Es ist nicht ganz einfach bei jedem, aber auch wirklich jedem der Themen wo man keinen radikalen Standpunkt zu vertreten hat den "Advokatus Diaboli" zu geben; also einer Satire wegen einen Standpunkt einzunehmen der an sich nicht der eigene ist oder sein sollte. Oder der zumindest keiner ist den man gegenüber der eigenen Mutter, trauernden anderen Müttern, oder BILD gegenüber äußern sollte. Man denkt nichts böses, und plötzlich redet man Arabisch! Es ist nun aber schon eine undankbare Aufgabe sich auf die Seite von perversen, extremen oder auch einfach nur dummen Menschen wie Politikern oder Quiz-Showmastern zu schlagen, nur eines schnellen satirischen Steptanzes, der - wir haben das ja alle mittlerweile kapiert - ja ohnehin bei Ihnen nichts bewirkt. Aber, warum nicht, immerhin ist man von der Straße und kommt nicht auf so dumme Ideen wie einen Flugschein zu machen.
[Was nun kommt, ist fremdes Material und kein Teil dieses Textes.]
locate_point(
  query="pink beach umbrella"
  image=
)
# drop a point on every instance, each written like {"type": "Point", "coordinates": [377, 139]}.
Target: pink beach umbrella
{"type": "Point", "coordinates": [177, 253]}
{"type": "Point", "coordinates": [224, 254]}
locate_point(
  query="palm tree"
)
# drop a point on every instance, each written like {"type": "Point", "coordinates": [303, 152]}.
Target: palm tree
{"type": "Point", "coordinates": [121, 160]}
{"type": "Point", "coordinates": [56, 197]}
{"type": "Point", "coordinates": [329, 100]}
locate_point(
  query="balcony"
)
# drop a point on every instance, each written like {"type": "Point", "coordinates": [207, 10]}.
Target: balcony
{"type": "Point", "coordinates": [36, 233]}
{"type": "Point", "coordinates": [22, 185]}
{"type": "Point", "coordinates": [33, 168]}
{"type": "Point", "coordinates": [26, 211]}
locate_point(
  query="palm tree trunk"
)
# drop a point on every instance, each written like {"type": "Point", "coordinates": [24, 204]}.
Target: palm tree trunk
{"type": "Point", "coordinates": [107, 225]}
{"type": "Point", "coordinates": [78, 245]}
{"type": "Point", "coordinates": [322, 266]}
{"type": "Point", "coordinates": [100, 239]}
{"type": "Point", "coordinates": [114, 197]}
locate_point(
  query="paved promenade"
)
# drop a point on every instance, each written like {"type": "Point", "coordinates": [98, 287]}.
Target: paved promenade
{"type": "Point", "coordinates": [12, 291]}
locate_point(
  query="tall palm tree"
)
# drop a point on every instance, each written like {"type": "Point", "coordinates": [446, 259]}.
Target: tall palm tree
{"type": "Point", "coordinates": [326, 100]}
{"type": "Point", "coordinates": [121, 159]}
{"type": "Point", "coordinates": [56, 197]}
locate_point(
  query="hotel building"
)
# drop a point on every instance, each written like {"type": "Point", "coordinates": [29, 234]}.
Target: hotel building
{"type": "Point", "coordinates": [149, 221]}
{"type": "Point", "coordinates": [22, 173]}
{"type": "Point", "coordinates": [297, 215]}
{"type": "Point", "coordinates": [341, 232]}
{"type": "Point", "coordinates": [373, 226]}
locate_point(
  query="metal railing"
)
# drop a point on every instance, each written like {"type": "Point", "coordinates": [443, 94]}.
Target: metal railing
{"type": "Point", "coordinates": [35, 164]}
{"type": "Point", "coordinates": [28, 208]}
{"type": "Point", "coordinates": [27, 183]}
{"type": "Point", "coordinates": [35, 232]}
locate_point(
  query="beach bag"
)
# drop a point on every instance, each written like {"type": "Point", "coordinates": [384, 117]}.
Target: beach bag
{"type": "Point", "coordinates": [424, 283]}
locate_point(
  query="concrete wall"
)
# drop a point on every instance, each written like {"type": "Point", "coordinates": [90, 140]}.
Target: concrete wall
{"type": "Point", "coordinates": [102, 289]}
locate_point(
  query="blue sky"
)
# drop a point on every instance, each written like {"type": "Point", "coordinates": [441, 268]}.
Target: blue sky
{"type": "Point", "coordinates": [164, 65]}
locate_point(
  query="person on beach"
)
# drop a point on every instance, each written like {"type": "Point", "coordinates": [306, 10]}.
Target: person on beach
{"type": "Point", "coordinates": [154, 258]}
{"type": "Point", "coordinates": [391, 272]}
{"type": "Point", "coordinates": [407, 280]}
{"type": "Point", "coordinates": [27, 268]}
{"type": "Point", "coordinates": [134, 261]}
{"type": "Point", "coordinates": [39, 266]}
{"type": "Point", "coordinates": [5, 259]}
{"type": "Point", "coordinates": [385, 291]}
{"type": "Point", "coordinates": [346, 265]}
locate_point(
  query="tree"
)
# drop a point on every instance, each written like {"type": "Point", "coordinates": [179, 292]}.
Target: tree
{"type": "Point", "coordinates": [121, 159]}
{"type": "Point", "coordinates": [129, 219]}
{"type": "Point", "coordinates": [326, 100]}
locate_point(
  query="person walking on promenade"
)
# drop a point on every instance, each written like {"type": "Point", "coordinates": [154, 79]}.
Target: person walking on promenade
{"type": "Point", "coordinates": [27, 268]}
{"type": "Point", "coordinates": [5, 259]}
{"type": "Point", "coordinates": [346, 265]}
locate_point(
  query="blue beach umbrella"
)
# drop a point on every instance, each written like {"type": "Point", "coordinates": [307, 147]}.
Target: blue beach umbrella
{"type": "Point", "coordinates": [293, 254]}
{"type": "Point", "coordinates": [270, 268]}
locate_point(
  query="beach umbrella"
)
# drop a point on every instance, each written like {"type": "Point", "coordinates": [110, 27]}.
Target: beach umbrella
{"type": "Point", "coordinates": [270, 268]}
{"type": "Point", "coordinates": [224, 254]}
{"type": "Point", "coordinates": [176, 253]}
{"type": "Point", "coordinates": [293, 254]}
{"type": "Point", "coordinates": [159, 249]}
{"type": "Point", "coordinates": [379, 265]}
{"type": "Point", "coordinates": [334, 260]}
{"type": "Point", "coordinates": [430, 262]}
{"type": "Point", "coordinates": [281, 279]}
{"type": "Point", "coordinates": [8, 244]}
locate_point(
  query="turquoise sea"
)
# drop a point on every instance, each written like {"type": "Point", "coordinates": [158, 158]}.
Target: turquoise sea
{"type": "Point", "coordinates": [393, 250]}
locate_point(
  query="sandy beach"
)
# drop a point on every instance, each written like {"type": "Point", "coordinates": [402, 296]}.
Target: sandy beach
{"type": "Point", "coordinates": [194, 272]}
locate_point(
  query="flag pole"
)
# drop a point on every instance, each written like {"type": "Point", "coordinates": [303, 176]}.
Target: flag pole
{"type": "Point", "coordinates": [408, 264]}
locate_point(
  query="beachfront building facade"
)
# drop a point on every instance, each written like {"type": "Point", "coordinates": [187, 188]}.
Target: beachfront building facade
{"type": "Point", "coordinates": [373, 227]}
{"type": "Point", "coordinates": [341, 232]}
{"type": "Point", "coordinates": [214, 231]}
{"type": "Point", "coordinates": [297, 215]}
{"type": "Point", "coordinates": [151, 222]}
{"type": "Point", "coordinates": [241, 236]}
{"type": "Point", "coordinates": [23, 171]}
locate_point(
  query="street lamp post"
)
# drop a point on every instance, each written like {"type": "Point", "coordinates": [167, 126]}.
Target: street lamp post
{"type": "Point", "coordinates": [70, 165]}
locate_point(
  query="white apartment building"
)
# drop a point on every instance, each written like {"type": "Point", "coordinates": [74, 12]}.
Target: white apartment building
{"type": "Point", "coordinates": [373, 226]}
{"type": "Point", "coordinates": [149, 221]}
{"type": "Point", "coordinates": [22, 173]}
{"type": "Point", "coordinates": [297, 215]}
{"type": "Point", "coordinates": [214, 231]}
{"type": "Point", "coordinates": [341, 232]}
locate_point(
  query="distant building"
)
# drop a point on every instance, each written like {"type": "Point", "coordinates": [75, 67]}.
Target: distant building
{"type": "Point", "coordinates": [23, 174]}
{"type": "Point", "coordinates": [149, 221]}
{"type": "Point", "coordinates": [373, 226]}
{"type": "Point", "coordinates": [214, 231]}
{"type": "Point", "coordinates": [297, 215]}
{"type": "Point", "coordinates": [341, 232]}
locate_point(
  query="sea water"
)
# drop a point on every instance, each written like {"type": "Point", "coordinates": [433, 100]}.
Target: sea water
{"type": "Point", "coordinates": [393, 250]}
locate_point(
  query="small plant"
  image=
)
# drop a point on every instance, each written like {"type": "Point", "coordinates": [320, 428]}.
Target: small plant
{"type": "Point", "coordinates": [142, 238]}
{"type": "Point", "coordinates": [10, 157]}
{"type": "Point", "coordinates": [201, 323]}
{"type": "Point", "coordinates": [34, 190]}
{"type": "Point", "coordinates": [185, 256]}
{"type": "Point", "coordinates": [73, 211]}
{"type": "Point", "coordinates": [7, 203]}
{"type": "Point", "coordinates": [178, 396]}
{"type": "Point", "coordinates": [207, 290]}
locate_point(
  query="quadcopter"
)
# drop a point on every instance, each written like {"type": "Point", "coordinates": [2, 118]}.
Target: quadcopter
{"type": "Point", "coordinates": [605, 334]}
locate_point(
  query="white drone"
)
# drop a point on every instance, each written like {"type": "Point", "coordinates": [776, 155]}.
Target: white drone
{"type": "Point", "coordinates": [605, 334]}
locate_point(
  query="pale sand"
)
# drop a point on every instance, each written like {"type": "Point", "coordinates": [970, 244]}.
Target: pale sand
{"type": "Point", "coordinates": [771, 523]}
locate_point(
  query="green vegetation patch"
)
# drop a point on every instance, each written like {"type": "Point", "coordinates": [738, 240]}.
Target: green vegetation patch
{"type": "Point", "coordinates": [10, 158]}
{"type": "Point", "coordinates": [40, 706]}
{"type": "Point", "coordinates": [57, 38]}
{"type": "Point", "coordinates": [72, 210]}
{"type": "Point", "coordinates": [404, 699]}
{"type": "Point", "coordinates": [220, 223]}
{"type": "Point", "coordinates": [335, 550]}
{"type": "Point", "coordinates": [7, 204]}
Und man muß dem Leser ja nicht jedesmal das Herz heraus reißen.
Was aber ist, wenn der unversehends von Heugabelnbewehrten Mitmenschen zur Farbkennung genötigte Satiriker merkt, daß es ihm selbst im Durcheinander von 6000 Leichen, heuchelnden Medienleuten, vor lauter Staatstragen nicht mehr gehen könnenden Politikern, entschlossenen aber dummen US-Präsidenten und teuflich geschickten, aber massenmordenden Terroristen auch unter Anstrengungen nicht mehr gelingt sich der im Mediensperrfeuer windenden Bevölkerung anzupassen?
Wenn das Hirn ihm bei jedem Statement, bei jeder pathetisch moralischen Bekundung, bei jedem betroffenen Aufruhr und all dem anderen Beiwerk wirklich blutiger Katastrophen und Anschläge zuraunt: "Die ganze Heuchelei hast du doch schonmal gehört..!?"
Die entspannten Zeiten des gepflegten Außenseitertums, immer das Rückreiseticket mit dem "War doch alles nur Spaß"-Express in der Rückhand, sind ohnehin derzeit am ausklingen. Und dieser Satz war bereits unstatthaft optimistisch. Hier bleibt man als zum manischen Skeptizismus genötigten Schreiberling regelrecht am Kyberpass hängen.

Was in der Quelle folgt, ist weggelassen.